La igualdad, una antigua noción liberal, fue desfigurada por los socialistas de derechas e izquierdas, que la han transformado de igualdad ante la ley en igualdad mediante la ley. Hay incluso ministerios de Igualdad, que expresan gráficamente dicha perversión: el objetivo es hacernos iguales a la fuerza.

Eso pasa por la vulneración de la propiedad de nuestros bienes, y se extiende también a la libertad de contratar. La llamada igualdad entre hombres y mujeres, así, desemboca en que el poder obliga a las empresarias a nombrar mujeres en el consejo de administración de sus propias empresas.

Lo curioso del caso es que estos ataques a la libertad en nombre de la igualdad son defendidos como si se tratara de objetivos de todos, en línea con la sociedad democrática despótica que temió Tocqueville.

Pero veamos la dimensión individual del asunto: la Economía y la Política, como las demás ciencias sociales, no pueden validar sus proposiciones si éstas no guardan relación alguna con las ideas, los valores y las acciones de los seres humanos. ¿Qué pensamos, por tanto, sobre la pobreza y la desigualdad en nuestro caso personal? ¿Qué piensa usted?

La respuesta es curiosa: nuestros actos indican que no queremos la pobreza pero tampoco la igualdad. Prácticamente todo el mundo quiere mejorar su propia condición, como intuyó el viejo Adam Smith. Asimismo, nos sentimos tanto mejor cuanto más hayamos luchado nosotros mismos para salir adelante, en vez de los poderosos que “luchan” contra la pobreza con el esfuerzo ajeno.

Pero así como casi nadie quiere ser más pobre, tampoco nadie quiere ser igual. Todos queremos ser mejores, mejores que los demás y mejores que nosotros mismos. Una persona que sólo anhele castigar a los más destacados para que haya “menos desigualdad” estará probablemente animada por un potente pero inconfesable combustible de la política: la envidia (Social-State and Anti-Social Envy, aquí: http://goo.gl/UJCyQ).

Al revés de lo que se nos dice, no queremos ser iguales, y no consideramos la igualdad forzada mediante la ley como un mérito.

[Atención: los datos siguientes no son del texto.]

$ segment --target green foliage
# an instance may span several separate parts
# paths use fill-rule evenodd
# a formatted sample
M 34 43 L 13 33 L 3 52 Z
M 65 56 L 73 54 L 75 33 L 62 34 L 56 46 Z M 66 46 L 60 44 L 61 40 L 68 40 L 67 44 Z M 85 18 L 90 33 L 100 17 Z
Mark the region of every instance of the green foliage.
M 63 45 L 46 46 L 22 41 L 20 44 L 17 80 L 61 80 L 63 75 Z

Ninguna mujer que se haya abierto camino en la vida –llegando a ser, por ejemplo, miembro de un consejo de administración– aceptará que se le diga que lo ha logrado gracias a las leyes que imponen la igualdad a la fuerza, y no a su energía y su talento.

La obsesión con la desigualdad, por tanto, carece de otro sentido que no sea la legitimación de la coacción política y legislativa, y de los grupos que benévola o malévolamente la propician, o se aprovechan de ella, ignorando sus consecuencias letales para la libertad.

Revestida de una supuesta prima ética, la “lucha contra las desigualdades” en realidad socava la moral y el respeto por los demás y por uno mismo. Prueba de ello es la circunstancia sólo aparentemente paradójica del descrédito social de esos grupos, empezando por los políticos.